ARTICLE | doi:10.20944/preprints202305.0526.v1
Subject: Medicine And Pharmacology, Pathology And Pathobiology Keywords: Colorectal cancer; mismatch repair; microsatellite instability; immune checkpoint; double negative T cells; tumor microenvironment; T-cell exhaustion; interferon-γ; PD-L1
Online: 8 May 2023 (10:53:18 CEST)
CRCMSS/pMMR contain a significantly increased fraction of TREM2+ macrophages (TAMs) and CD66+ neutrophils (TANs) together with decrease of CD4-CD8-CD3+ double negative T lymphocytes (DNTs); no differences were revealed by the analysis of myeloid and plasmacytoid dendritic cell populations.
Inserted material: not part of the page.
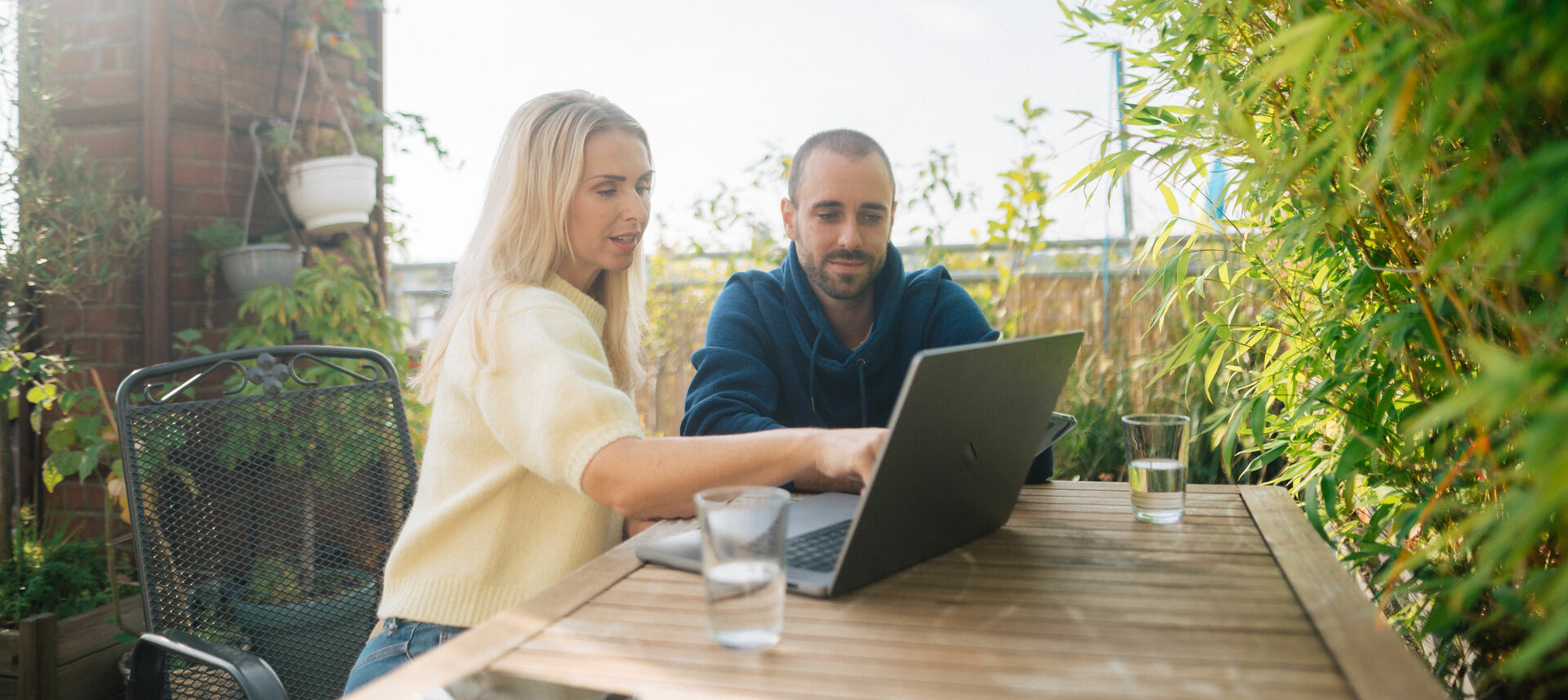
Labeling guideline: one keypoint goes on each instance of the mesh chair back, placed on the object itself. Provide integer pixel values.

A fraction of tumor-infiltrating T-cells display an exhausted phenotype, co-expressing PD-1 and TIM-3. Remarkably, expression of PD-L1 on fresh tumor cells and TAMs was undetectable even after in vitro stimulation with interferon-γ. These findings confirm the immune suppressive microenvironment of CRCMSS/pMMR characterized by dense infiltration of TAMs, occurrence of TANs, lack of DNTs, T-cell exhaustion and interferon-γ unresponsiveness by host and tumor cells. Appropriate bypass strategies should consider these combinations of immune escape mechanisms in CRCMSS/pMMR.